E sapete che la tequila che ho bevuto farà sembrare mia la colpa. Mentre, per chiunque mi abbia fatto questo, quel drink di troppo sarà la sua scusa! Il vostro kit li convincerà che non stavo flirtando al bar? Se gli do la mia versione dei fatti e la mia biancheria intima, proverà sia a loro che a mio marito che non l’ho tradito e poi inventato una scusa solo per salvarmi il culo? Questo, il vostro kit, può farlo?
Quando Abby decide di fare il kit, c’è una sequenza che mi ha disturbato e indignato, infastidito e mi ha scosso particolarmente per quanto è cruda. In quella sequenza vediamo ogni sua ferita. Vediamo il calvario a cui una donna deve sottoporsi per essere creduta. Tra tutti i lividi e le ferite, ce n’è una che mi è rimasta particolarmente impressa. Un’immagine che proprio non riesco a togliermi dalla mente. Ed è quella del segno del morso che Abby ha sulla spalla. Al solo pensiero di quell’immagine mi vengono i brividi.
Mi è piaciuta moltissimo l’idea di Jo di far schierare tutte le donne dell’ospedale, quasi come una muraglia a protezione della paziente che in tutti gli uomini vedeva la faccia del mostro che l’ha violentata. Una catena umana che era lì a supportarla, era lì a darle conforto, era lì a darle forza. Tutte in piedi, tutte lì per lei. Un messaggio di solidarietà verso il tema della violenza sulle donne che, già nella scorsa stagione, avevano mandato.
L’episodio di Grey’s Anatomy in questione è il nono della quattordicesima stagione (qui la recensione), intitolato dapprima Four Seasons in One Day, poi cambiato in 1-800-799-7233 che è il numero nazionale per la violenza sulle donne negli Stati Uniti.
Infine, c’è stato un breve pezzo di storia che ha visto come protagonisti Miranda Bailey, Ben Warren e Tuck. Tuck l’abbiamo praticamente visto nascere in Grey’s Anatomy e, ormai adolescente, ha cominciato a uscire con una ragazza. Miranda capisce che è arrivato il momento di parargli e di fargli “il discorso”, quel discorso. Mi è piaciuto che alla fine sia stato Ben a farglielo.
Gli ha spiegato cosa significhi il consenso e ha cercato di istruirlo come suo padre aveva fatto con lui.
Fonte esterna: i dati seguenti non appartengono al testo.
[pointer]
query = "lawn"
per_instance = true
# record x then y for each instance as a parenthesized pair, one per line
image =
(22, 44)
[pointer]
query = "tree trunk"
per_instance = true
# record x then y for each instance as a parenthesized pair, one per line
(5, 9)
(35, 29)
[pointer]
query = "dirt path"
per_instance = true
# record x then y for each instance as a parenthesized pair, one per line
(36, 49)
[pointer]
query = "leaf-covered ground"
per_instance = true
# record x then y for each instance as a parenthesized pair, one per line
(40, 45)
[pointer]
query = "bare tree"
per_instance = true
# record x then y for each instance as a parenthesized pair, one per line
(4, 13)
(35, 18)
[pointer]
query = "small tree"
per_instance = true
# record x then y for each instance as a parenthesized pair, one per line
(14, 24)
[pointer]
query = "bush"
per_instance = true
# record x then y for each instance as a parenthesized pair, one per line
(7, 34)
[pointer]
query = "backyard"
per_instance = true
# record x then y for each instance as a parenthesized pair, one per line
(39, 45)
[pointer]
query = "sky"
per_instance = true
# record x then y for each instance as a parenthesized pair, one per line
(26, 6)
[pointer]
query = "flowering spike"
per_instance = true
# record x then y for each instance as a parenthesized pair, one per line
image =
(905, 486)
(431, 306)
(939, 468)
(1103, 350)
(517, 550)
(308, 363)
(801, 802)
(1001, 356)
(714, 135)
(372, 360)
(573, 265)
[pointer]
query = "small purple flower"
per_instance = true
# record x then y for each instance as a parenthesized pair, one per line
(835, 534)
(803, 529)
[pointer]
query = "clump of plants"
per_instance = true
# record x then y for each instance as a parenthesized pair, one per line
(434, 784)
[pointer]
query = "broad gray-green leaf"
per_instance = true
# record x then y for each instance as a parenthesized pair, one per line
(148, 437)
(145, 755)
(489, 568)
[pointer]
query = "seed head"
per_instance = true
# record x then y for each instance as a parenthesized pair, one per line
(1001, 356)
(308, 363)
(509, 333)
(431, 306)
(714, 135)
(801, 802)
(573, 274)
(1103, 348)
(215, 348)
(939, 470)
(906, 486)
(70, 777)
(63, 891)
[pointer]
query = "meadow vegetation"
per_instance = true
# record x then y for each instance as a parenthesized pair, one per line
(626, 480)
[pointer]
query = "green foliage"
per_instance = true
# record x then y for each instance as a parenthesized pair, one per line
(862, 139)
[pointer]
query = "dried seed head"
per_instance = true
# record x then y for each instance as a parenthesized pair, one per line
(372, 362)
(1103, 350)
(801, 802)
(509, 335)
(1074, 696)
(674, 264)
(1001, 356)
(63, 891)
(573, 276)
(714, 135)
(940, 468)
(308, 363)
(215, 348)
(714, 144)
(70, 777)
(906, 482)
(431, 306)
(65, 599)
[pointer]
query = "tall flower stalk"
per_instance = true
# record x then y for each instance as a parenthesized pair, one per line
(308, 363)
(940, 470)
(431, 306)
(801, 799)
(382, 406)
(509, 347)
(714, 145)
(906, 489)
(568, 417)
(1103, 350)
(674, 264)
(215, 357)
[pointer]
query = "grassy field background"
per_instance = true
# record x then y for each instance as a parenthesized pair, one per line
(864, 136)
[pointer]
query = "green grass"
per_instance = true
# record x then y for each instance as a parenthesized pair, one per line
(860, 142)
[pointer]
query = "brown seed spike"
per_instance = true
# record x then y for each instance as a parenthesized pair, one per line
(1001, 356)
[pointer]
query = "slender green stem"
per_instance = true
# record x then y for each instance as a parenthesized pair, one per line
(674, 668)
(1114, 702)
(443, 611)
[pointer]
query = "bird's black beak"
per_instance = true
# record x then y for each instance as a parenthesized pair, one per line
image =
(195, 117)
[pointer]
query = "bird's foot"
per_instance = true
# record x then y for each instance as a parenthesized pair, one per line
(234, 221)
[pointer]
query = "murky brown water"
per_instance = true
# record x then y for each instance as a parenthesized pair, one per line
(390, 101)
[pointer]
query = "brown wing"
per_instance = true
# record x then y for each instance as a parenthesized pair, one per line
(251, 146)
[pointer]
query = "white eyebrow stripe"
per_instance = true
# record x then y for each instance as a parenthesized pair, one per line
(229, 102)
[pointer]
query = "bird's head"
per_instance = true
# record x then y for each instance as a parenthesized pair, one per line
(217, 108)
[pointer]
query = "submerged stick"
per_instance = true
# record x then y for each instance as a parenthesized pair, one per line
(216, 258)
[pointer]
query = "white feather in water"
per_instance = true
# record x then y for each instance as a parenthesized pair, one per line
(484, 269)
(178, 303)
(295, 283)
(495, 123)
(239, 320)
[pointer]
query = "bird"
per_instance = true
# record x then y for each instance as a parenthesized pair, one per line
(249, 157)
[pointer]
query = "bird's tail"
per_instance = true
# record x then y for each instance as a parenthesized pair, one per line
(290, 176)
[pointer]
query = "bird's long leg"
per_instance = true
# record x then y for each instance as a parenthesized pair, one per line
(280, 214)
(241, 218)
Speriamo tutti che il giovane Tuck abbia capito appieno e recepito il messaggio.
Devi prestare attenzione alla ragazza con cui stai. Ti deve importare di come si sente e della sua felicità almeno quanto ti interessa della tua. E se cambia idea, in qualunque momento, se dice stop o smette di divertirsi, tu ti fermi. Time Out. Game Over. E voglio che tu sia al sicuro e felice, ma questo succede solo se lo è anche lei.